Nearly 25 years after Simpson's initial arrest, here's a look back on how East Tennessee reacted to the verdict.

KNOXVILLE, Tenn. — "We the jury in the above entitled action find the defendant, Orenthal James Simpson, not guilty of the crime of murder."

Those words echoed through the television sets of millions of Americans that October day: Not guilty. Those in East Tennessee reacted in many different ways.

"I felt that it was correct, 100%, and I am happy with the outcome of the case," said one woman.

"He had the money, he had the firepower and he walked. It's exposed a flaw in our whole judicial system," said another man.

The 1994 murder of Nicole Brown Simpson and Ronald Goldman, and the ensuing trial against OJ Simpson in 1995, was a lesson for the entire country. 

This brings us to the University of Tennessee's college of law nearly 25 years ago. Students used the case as a way to prepare for their future in the legal system.

"The fundamental principle of our judicial system is that we would rather let a guilty man go free than an innocent man be put in jail," said one student.

It was an opportunity to learn something you couldn't pick up in a textbook.

"How do you prepare for that? How do you prepare for the Super Bowl? That's very difficult to do and that's what it turned into," said Knoxville attorney Dennis Francis.

Francis remembers the day of the verdict well.

"I was sitting in a bar in the Old City, doing commentary for I believe this television station!"

The major lesson, the key - emotion and reasonable doubt.

"Trials are like anything else, they're very similar to a roller coaster. Some days everything just goes your way, every witness testifies as if you wrote it down for them.
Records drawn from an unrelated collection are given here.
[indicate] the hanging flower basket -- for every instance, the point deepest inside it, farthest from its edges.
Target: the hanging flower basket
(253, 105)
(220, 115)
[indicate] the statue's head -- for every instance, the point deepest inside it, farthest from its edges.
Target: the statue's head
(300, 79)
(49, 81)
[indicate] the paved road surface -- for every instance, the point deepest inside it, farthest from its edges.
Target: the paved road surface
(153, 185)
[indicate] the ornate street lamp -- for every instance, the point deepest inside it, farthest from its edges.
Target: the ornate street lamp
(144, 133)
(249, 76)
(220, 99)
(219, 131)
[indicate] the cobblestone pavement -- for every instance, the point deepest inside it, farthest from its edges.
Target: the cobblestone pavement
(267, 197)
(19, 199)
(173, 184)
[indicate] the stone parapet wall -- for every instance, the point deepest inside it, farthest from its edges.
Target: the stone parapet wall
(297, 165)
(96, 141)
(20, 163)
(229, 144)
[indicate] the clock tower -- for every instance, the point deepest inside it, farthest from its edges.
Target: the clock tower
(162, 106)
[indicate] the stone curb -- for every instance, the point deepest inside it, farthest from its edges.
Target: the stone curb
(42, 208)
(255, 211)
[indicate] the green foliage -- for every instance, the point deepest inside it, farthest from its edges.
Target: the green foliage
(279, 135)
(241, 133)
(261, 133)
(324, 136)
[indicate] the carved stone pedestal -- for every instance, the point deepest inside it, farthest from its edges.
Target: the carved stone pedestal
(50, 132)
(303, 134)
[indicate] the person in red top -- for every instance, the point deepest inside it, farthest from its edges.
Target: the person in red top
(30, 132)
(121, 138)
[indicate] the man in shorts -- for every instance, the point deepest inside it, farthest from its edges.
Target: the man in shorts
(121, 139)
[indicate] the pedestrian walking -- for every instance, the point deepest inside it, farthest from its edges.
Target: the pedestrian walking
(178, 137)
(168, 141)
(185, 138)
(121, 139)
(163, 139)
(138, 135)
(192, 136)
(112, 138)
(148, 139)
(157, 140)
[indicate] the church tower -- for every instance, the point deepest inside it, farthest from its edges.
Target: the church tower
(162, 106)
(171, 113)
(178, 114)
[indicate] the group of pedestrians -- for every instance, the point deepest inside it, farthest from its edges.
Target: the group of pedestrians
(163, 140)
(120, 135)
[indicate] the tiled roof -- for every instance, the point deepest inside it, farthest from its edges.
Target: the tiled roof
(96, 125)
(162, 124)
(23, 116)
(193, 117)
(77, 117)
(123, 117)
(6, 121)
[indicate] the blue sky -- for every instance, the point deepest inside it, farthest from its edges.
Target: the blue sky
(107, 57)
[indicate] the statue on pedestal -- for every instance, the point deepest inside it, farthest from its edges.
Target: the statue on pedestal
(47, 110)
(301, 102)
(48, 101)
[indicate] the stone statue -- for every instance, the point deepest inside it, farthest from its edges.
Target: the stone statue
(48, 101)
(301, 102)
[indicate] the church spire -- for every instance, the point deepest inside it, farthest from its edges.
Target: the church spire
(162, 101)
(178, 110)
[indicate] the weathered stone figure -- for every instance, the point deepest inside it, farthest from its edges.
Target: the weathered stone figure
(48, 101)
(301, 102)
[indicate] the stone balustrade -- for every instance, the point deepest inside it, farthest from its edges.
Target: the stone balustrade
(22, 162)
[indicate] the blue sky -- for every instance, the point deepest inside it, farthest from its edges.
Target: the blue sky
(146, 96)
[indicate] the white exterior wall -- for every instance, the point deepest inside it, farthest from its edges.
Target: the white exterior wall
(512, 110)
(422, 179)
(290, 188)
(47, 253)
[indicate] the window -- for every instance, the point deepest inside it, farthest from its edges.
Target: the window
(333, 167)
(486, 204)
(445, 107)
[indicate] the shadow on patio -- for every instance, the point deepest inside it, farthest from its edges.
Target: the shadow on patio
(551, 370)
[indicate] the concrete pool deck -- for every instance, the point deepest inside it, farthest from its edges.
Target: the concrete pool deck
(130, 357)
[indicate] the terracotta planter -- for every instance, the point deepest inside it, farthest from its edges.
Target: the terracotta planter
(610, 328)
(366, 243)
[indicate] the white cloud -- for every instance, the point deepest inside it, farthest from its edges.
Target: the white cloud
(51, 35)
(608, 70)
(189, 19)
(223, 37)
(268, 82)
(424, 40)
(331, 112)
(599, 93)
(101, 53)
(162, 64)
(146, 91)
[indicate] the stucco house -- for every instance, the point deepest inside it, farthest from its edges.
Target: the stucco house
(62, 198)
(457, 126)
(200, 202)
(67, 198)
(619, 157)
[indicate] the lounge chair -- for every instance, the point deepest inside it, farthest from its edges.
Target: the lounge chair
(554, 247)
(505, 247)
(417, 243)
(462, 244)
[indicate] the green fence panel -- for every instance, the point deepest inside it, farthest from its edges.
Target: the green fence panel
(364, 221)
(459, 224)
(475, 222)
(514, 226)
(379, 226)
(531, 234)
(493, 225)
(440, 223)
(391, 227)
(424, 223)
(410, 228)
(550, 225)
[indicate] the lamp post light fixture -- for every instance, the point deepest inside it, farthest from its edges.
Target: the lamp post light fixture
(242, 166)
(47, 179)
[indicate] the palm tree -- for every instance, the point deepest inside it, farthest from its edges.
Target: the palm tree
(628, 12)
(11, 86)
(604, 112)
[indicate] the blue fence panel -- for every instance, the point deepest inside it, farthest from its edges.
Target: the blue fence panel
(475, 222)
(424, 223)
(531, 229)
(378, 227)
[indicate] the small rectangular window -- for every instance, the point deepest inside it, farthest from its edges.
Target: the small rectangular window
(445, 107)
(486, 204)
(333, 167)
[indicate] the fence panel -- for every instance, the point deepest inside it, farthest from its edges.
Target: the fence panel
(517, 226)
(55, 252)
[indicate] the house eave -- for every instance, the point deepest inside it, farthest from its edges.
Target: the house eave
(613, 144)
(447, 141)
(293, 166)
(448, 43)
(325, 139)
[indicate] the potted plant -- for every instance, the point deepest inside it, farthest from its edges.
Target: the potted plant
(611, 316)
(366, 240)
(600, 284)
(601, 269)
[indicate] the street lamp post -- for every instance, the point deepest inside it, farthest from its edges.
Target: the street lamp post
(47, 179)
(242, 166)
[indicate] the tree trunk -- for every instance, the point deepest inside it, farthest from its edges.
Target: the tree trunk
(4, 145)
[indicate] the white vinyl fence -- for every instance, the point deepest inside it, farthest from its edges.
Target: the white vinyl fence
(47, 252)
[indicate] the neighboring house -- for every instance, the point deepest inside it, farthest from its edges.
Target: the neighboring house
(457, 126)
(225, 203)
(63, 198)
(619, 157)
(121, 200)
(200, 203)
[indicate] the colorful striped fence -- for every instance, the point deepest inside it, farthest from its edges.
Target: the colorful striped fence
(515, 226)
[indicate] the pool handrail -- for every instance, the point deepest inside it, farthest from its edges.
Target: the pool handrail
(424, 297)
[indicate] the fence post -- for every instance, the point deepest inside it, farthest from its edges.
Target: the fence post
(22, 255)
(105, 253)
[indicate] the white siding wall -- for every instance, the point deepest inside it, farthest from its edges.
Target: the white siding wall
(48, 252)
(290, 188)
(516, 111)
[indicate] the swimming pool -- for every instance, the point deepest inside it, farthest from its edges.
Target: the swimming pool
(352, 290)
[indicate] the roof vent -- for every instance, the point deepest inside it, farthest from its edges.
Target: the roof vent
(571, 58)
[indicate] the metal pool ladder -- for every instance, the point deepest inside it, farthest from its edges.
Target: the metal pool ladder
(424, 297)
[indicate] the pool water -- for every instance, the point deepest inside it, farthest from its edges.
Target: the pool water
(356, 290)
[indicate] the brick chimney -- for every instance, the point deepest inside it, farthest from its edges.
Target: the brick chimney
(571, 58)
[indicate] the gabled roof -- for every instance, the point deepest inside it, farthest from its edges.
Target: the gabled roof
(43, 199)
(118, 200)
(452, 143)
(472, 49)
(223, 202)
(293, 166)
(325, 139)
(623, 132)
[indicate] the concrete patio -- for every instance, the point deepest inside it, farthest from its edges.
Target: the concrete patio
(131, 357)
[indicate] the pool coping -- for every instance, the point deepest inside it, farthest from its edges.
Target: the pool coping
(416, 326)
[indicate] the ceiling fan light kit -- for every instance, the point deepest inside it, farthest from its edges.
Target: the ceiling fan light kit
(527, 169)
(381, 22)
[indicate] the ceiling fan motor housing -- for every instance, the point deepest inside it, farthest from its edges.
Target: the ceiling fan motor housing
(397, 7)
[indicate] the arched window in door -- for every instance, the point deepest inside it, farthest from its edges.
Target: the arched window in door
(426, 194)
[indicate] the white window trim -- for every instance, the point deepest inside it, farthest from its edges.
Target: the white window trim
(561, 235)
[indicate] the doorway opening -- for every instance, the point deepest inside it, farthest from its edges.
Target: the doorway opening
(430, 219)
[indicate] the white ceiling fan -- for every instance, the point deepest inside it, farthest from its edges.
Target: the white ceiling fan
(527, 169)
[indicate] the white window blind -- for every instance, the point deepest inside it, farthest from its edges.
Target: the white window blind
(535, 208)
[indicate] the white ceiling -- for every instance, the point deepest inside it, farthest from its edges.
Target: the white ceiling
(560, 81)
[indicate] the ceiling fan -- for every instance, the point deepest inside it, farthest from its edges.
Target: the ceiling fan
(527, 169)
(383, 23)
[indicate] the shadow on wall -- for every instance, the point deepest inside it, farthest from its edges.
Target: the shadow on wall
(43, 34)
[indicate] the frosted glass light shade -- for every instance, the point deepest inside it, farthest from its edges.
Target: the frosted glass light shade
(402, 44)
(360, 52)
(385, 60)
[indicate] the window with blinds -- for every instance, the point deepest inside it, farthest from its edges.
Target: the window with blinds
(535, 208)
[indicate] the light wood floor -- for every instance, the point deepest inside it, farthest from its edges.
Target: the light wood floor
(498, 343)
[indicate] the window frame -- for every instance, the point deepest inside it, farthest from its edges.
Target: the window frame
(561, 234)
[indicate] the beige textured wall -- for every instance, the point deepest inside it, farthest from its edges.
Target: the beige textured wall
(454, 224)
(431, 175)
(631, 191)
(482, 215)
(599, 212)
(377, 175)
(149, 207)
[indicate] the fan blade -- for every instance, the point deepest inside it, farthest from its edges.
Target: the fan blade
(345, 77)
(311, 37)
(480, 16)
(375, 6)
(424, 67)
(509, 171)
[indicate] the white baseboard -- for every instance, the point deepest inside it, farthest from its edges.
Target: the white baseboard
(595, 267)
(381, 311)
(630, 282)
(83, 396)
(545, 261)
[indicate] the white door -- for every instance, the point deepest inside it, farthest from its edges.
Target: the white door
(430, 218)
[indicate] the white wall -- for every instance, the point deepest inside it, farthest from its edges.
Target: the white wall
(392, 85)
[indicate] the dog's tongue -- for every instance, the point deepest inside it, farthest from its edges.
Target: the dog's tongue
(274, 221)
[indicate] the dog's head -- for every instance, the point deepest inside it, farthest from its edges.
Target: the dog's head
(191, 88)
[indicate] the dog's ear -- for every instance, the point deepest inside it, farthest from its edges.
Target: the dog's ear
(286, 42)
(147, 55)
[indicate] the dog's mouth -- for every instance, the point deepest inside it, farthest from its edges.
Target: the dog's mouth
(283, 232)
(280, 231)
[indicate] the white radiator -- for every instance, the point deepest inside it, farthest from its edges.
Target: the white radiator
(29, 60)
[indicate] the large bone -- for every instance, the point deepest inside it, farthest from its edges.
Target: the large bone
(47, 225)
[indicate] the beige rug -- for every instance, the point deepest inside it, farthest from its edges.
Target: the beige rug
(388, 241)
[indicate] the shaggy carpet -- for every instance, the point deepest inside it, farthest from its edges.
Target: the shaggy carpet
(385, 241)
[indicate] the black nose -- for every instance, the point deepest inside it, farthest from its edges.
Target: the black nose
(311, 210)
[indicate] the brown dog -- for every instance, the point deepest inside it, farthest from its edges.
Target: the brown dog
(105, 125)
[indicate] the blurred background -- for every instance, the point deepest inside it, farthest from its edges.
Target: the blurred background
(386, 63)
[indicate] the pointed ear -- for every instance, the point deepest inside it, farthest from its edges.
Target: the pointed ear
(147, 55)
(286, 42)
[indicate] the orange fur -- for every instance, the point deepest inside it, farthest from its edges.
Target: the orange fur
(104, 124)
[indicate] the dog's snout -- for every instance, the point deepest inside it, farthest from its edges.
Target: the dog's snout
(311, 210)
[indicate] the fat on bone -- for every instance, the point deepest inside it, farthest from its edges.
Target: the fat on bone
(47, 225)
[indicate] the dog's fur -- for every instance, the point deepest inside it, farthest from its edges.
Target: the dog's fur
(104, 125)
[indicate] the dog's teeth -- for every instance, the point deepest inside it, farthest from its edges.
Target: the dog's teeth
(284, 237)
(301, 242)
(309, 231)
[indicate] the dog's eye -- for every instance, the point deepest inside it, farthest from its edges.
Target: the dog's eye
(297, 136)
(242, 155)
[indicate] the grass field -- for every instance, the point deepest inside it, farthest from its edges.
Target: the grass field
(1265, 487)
Then the next day you come back and you're just thrown in the ditch by something," said Francis.

Even back in 1995, the professor at the front of the classroom preached the importance of reasonable doubt.

"If it takes 99% certainty, if you're anywhere under that, from 98 to zero, you'd (the juror) vote not guilty."

The late Johnnie Cochran and Simpson's group of attorneys knew exactly what they were doing.

"We said if we could shatter this prosecution's timeline so that OJ Simpson couldn't have committed this crime, that there would be a reasonable doubt," he said.

"He doesn't have to be found innocent," Francis said. "he just has to be found not guilty and that's what happened.

Something those students in the classroom or even Francis himself sitting in that bar couldn't understand at the time - the ramifications of this case on the judicial system.

"I think people now are more skeptical of the government, particularly more skeptical of law enforcement, I think it did more damage to the legal profession than we realized."